In February 2016, Bhattarcharya was a student at the prestigious Jawaharlal Nehru University when he and his friend Umar Khalid were arrested and charged with sedition for organizing a seminar on Kashmir. (Yes, it is hard to believe that people can be charged with sedition for putting on an academic talk, but these things happen in India).

Bhattacharya and Khalid were subsequently released on bail. Over the next four years, Khalid rose to prominence as a political activist and a fierce critic of the Modi government. He was arrested again last summer for his alleged role in deadly riots in Delhi in an investigation that has been condemned as politically motivated. Incidentally, Khalid is on the list of Pegasus targets too. He’s been in prison for over 300 days now, charged under India’s draconian anti-terror laws.

The government’s crackdown on all criticism has had real costs. Many Indians believe that the country could have avoided a catastrophic second wave of Covid infections this summer if Modi had listened to experts and had not been so eager to declare victory over the virus. 

“I just wish that instead of snooping this government relied more on listening, be it to the warnings before the second wave, or the people and their demands.” Bhattacharya said.
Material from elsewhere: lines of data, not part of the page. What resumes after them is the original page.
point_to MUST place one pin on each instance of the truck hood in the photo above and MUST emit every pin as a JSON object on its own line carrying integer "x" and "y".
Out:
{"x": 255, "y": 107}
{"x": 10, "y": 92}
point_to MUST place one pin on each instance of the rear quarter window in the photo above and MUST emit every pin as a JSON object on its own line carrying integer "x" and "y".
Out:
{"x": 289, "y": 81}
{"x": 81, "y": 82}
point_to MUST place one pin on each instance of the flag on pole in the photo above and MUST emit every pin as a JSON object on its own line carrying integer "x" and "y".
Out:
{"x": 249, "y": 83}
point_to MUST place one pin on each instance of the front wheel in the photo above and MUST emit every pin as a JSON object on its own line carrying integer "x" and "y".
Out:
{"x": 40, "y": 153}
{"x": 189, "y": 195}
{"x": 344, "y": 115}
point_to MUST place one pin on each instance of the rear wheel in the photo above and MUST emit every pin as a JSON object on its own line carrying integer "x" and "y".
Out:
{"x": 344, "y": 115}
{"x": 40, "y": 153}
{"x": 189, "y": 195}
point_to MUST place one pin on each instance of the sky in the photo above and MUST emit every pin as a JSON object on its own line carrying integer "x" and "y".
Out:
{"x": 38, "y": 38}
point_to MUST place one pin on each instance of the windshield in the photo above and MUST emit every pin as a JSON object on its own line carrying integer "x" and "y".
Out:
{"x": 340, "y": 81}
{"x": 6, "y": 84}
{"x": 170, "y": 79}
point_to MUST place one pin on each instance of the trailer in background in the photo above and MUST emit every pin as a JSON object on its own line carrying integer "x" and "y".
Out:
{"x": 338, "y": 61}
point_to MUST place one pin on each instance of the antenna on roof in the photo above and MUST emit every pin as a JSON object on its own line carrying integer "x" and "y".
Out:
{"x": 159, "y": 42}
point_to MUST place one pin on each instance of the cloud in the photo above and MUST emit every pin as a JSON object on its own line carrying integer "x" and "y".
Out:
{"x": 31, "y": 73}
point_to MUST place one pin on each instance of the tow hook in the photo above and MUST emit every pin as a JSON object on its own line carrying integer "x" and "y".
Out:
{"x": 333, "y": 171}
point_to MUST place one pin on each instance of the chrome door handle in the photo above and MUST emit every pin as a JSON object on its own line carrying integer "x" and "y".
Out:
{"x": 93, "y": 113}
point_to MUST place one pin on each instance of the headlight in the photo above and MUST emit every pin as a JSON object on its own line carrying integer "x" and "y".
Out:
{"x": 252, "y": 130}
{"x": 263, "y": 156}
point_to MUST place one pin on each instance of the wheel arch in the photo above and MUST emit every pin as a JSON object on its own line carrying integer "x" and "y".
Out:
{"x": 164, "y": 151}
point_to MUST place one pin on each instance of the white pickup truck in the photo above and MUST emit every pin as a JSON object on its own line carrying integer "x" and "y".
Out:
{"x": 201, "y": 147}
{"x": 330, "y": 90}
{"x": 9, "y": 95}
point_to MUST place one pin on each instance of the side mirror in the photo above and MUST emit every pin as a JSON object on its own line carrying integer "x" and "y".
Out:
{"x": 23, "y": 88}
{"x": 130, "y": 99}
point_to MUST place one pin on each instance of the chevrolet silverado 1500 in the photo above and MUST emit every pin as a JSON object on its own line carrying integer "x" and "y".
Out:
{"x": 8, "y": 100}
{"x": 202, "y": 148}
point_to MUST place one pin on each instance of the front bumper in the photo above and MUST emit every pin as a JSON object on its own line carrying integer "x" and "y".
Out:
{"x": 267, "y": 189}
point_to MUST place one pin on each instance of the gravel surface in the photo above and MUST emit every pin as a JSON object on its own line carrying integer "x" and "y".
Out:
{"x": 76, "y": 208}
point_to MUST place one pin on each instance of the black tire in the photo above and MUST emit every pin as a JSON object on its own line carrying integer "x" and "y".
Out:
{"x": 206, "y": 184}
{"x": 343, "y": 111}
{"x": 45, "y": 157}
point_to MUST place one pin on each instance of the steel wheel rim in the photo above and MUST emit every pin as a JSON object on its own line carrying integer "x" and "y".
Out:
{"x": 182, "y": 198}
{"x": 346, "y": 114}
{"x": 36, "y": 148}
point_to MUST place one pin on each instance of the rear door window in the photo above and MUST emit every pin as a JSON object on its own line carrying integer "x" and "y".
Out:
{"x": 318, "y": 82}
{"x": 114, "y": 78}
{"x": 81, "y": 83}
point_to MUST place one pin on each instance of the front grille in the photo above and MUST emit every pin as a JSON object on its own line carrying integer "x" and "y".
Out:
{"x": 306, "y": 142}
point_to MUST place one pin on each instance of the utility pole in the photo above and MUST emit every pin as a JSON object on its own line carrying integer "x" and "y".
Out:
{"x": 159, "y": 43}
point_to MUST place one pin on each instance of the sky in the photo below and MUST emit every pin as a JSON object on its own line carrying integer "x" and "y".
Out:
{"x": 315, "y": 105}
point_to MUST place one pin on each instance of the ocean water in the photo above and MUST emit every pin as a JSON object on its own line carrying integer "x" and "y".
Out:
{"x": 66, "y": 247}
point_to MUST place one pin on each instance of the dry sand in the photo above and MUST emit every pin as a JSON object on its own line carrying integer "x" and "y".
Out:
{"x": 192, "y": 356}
This week, India’s opposition parties released a short video on social media platforms requesting a Parliamentary debate on the Pegasus issue — a demand the government has refused thus far.

“We have been waiting for 14 days for a discussion,” the leader of opposition in the Rajya Sabha, India’s upper house, Mallikarjun Kharge says in the video. “If you have the courage, let’s have a discussion on Pegasus.”

Ironically, the video was titled “Mr. Modi, Come Listen To Us.” 

Given Pegasus’s capabilities, chances are Mr. Modi’s people have been listening to opposition leaders all along.